Culture is our software.

Geert Hofstede refers to culture as “the software of the mind.” We all know that computers do what programs ask them to do. Human beings do according to their culture. in this sense, humans are similar to computers. But we are not exactly the same as computers. We are creative, but computers can not create. To be more exact, we might as well take that computer analogy further and say that culture is the basic operating environment that enables software programs to run. Culture is like DOS or Windows ---- culture is a mental set of windows through which all of life is viewed. Humans around the world are physically pretty much the same. We can think of our physical selves as the hardware, but we cannot be said to be human until we are programmed and each of us is programmed by our home culture. At birth an infant is only a potential human. It must learn how to be human and it learns that in a culturally specific way. It is the culture that provides the software. As with any good software, we are only vaguely aware of it as we use it. (it fades into the background and we just know that we can be, that the computer works,) or perhaps sometimes does not work because it is incompatible with someone else’s software.

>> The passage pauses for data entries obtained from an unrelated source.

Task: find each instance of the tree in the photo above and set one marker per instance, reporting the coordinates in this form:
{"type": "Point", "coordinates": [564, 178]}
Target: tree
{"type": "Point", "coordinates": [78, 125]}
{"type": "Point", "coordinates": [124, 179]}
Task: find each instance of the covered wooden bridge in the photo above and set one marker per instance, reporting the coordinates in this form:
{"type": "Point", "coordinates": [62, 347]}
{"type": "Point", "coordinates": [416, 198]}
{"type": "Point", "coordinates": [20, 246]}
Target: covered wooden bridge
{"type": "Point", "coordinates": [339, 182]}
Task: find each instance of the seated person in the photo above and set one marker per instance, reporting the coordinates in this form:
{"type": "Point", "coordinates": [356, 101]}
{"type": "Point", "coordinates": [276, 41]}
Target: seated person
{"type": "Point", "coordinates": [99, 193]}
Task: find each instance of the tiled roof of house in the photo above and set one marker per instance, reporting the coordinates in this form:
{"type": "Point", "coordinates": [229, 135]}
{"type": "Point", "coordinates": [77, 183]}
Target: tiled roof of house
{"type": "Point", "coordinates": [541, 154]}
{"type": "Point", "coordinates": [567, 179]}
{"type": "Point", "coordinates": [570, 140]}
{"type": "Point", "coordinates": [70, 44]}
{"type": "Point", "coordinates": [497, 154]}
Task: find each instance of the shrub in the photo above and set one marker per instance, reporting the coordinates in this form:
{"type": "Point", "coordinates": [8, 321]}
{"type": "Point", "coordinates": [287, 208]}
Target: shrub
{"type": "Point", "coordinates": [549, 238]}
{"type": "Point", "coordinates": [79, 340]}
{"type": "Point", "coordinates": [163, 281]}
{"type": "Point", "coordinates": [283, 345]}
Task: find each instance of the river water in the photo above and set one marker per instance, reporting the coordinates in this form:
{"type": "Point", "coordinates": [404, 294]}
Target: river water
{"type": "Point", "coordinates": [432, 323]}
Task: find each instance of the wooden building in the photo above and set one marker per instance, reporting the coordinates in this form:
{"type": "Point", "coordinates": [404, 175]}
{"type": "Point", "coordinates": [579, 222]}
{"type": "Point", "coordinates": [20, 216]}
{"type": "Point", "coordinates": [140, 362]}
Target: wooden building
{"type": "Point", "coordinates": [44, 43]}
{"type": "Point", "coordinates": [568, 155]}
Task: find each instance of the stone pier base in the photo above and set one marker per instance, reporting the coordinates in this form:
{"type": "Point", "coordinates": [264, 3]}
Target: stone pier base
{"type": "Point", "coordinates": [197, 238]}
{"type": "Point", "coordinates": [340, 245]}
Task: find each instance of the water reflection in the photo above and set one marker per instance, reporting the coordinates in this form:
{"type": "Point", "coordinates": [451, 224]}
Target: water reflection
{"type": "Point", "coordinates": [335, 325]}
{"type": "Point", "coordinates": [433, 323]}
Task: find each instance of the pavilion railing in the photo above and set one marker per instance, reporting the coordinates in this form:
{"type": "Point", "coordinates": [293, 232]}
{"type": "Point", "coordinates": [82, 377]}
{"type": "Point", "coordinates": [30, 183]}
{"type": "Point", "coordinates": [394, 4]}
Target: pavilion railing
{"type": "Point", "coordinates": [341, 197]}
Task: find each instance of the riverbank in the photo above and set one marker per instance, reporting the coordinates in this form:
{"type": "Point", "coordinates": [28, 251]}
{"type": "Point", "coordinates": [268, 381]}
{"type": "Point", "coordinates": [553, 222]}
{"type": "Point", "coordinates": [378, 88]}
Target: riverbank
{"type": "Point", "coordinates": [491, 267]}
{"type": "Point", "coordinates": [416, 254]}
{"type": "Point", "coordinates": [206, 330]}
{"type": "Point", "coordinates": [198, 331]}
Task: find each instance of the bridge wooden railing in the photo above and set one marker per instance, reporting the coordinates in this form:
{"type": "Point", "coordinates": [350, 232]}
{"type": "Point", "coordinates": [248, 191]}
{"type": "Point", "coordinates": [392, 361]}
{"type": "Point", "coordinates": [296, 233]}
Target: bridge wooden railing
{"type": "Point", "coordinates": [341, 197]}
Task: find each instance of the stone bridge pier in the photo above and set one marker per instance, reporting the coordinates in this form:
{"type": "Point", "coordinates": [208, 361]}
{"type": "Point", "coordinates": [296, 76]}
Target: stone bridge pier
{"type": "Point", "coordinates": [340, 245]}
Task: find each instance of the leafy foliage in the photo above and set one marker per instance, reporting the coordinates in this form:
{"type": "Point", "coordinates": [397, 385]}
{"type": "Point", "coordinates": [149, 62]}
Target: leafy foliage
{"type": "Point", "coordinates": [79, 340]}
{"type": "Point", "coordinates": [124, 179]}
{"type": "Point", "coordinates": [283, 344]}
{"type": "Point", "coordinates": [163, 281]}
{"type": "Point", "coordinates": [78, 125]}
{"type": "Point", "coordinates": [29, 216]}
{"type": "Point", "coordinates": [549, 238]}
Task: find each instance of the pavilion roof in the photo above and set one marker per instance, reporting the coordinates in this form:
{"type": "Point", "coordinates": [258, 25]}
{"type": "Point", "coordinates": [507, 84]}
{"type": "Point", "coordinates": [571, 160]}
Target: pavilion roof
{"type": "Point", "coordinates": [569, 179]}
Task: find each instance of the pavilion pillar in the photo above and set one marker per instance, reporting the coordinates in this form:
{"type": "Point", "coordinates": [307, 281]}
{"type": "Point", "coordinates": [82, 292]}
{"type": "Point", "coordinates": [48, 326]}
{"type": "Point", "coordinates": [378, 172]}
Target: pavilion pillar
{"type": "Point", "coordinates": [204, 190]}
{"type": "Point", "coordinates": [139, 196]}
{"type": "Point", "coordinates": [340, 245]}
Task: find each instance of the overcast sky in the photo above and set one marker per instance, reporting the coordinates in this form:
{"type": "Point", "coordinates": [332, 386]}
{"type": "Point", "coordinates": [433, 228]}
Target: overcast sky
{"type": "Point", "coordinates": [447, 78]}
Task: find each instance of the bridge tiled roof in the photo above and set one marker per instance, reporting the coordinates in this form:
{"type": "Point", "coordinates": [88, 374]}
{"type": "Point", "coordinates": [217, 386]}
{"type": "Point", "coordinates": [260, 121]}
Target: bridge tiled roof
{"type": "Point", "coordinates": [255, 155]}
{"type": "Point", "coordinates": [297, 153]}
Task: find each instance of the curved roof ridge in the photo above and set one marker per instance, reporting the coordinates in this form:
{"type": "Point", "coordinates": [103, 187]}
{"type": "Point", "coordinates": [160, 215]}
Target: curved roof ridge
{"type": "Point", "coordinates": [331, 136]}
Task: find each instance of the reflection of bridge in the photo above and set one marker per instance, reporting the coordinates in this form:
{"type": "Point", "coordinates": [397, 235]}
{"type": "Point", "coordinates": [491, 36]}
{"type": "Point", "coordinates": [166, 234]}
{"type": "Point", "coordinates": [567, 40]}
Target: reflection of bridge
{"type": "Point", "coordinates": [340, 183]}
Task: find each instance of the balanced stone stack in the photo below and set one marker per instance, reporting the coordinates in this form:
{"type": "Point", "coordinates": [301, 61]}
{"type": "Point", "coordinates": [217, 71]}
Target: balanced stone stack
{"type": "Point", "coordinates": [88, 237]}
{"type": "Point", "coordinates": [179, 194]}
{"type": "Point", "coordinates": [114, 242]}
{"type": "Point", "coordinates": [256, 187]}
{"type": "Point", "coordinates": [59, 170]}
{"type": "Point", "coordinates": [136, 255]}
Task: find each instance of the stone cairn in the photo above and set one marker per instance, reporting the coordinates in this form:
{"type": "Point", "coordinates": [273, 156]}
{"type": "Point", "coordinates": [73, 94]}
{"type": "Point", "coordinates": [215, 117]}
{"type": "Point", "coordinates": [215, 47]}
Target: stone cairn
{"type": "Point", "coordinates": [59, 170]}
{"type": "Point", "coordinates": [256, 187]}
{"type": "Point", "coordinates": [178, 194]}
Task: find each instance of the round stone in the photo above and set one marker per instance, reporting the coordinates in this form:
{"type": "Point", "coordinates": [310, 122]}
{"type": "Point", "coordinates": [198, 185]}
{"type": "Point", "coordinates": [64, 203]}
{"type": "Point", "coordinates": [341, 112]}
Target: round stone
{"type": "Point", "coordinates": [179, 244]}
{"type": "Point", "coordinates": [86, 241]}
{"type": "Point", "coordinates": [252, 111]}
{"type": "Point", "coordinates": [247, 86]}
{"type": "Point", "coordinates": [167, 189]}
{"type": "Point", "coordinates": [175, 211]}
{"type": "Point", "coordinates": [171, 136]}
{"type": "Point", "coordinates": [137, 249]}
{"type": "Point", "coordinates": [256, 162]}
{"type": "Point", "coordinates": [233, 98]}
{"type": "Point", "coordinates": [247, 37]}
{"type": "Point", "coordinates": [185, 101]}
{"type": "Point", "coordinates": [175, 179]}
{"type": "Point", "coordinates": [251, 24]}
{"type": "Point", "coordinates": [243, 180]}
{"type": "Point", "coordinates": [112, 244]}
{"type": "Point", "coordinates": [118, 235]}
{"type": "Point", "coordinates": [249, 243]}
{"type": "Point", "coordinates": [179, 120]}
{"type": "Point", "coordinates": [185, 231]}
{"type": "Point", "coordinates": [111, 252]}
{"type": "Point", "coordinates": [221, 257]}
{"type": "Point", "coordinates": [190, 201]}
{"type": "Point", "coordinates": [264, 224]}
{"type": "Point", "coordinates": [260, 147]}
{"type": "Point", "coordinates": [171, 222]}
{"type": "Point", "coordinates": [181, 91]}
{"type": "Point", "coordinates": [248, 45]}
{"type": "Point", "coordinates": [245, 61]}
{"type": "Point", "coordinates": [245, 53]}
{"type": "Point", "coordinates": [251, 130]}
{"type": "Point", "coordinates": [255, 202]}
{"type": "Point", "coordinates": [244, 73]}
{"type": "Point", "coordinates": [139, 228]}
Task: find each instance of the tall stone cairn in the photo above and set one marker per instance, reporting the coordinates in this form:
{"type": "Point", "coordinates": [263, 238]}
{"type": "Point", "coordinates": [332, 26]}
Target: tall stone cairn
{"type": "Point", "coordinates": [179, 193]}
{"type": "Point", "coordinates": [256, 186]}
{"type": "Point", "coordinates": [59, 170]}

Culture is like the water a fish swims in.

Like any creature, a fish scans its environment to find food, reproduce and protect itself from danger. It notices everything except the water it is swimming in. the fish takes the water for granted because it so totally surrounds the fish that it really cannot imagine another environment. The same is true for us. Our culture is so much a part of who we are and what the world is like for us that we do not notice it. We take it for granted.

Culture is the grammar of our behavior.

Culture is what people need to know in order to behave appropriately in any society. In learning to speak, everyone learns to use the grammar of their native language, but they use it automatically with little or no conscious awareness of the rules of grammar. Similarly people learn their cultural grammar unconsciously and apply its rules automatically. Just as native speakers of a language are usually unable to describe the grammatical rules of that language unless they have specifically studied grammar, most people find it difficult to describe the meaning system of their own culture. Like the grammar of a language, cultural grammars are repetitive. They are made up of basic patterns that occur again and again. For instance, an important pattern in Chinese culture is the distinction between inside and outside. This pattern shows up in the language, traditional architecture and in social relationships.



These images all point to the idea that culture is largely out-of-awareness. Usually when people talk about culture, they mean some part of the iceberg that can be seen above the water. The purpose of cultural studies is to raise the hidden part of the iceberg so that more of it becomes visible; to enable us to add new software to our basic operating systems to increase its power and flexibility.

To do these things, we need to look on our own culture as a system of meaning, as a grammar of our experience and behavior. We need to become software engineers and become aware of the water we are swimming in, using another image. With greater awareness of our own culture, we will better understand the meaning systems of other cultures and vice versa.